Lab: Spark Optimizations
Performance tuning in Apache Spark plays an instrumental role in running efficient big data workloads. More often than not, the optimization techniques employed to prevent the shuffling and skewing of data drastically improve performance. In this lab, we will learn about the Spark optimization techniques directly related to Spark Core that help prevent the shuffling and skewing of data.
We will begin by learning about broadcast joins and how they are different from traditional joins in Spark. Next, we will learn about Apache Arrow, its integration with the Python pandas project, and how it improves the performance of Pandas code in Databricks. We will also learn about shuffle partitions, Spark caching, and adaptive query execution (AQE). Shuffle partitions can often become performance bottlenecks, and it is important that we learn how to tune them. Spark caching is another popular optimization technique that helps to speed up queries on the same data without having to re-read it from the source. Last but not least, AQE helps to automatically optimize data engineering workloads. The topics covered in this lab are as follows:
- Learning about broadcast joins
- Learning about Apache Arrow in Pandas
- Understanding shuffle partitions
- Understanding caching in Spark
- Learning about AQE
Learning about broadcast joins
In ETL operations, we need to perform join operations between new data and lookup tables or historical tables. In such scenarios, a join operation is performed between a large DataFrame (millions of records) and a small DataFrame (hundreds of records). A standard join between a large and small DataFrame incurs a shuffle between the worker nodes of the cluster. This happens because all the matching data needs to be shuffled to every node of the cluster. While this process is computationally expensive, it also leads to performance bottlenecks due to network overheads on account of shuffling. Here, broadcast joins come to the rescue! With the help of broadcast joins, Spark duplicates the smaller DataFrame on every node of the cluster, thereby avoiding the cost of shuffling the large DataFrame.
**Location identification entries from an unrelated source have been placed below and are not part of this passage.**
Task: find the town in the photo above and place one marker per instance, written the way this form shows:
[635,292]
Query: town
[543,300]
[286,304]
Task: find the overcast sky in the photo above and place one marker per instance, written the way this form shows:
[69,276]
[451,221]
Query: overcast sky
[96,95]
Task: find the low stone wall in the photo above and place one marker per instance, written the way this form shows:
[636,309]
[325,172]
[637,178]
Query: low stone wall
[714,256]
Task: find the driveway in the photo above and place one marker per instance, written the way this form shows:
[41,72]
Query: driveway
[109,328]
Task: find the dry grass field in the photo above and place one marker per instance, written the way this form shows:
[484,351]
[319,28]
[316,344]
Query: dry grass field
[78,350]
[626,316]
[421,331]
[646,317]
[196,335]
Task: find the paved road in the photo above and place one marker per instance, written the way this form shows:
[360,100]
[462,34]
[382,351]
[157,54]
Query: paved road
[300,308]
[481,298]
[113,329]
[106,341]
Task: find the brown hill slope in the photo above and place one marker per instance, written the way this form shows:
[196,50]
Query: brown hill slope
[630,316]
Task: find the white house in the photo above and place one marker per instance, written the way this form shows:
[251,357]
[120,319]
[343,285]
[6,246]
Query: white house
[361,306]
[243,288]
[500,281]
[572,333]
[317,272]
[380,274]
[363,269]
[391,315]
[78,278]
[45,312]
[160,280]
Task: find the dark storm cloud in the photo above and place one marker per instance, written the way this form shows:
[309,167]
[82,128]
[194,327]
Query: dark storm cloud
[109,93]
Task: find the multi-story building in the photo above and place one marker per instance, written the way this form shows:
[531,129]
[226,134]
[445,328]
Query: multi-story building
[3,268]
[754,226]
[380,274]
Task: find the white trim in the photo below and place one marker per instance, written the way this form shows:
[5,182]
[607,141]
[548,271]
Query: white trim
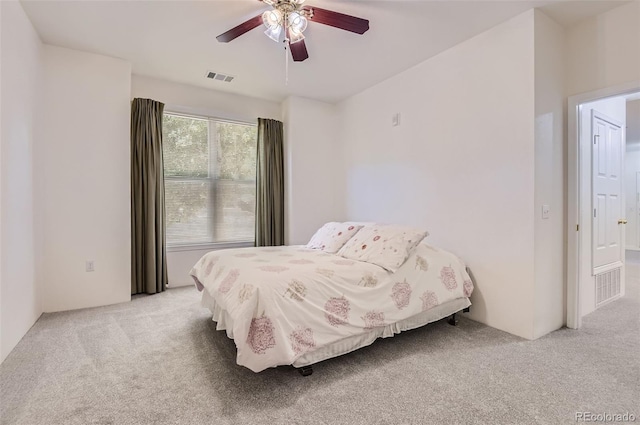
[574,318]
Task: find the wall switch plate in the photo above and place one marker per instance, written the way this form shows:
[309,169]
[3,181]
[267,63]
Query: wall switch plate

We can better understand the difference between a standard join and a broadcast join with the help of the following diagram. In the case of a standard join, the partitions of both the DataFrames need to shuffle across worker nodes or executors so that matching records based on the join condition can be joined. In the case of a broadcast join, Spark sends a copy of the smaller DataFrame to each node or executor so that it can be joined with the respective partition of the larger DataFrame.
In this lab, we will go through a worked-out example to better understand the performance comparisons of both of these joins.
The catch here is that broadcast joins are not suitable for every join scenario, and there is no set limit on DataFrame size so as to define the smaller DataFrame. But as a best practice, DataFrames sized between 10 MB and 50 MB are usually broadcast. Spark also performs broadcast joins implicitly. This behavior is controlled with the help of the Spark configuration, spark.sql.autoBroadcastJoinThreshold. The default threshold is 10 MB for the configuration. To disable the configuration, we can set it to -1.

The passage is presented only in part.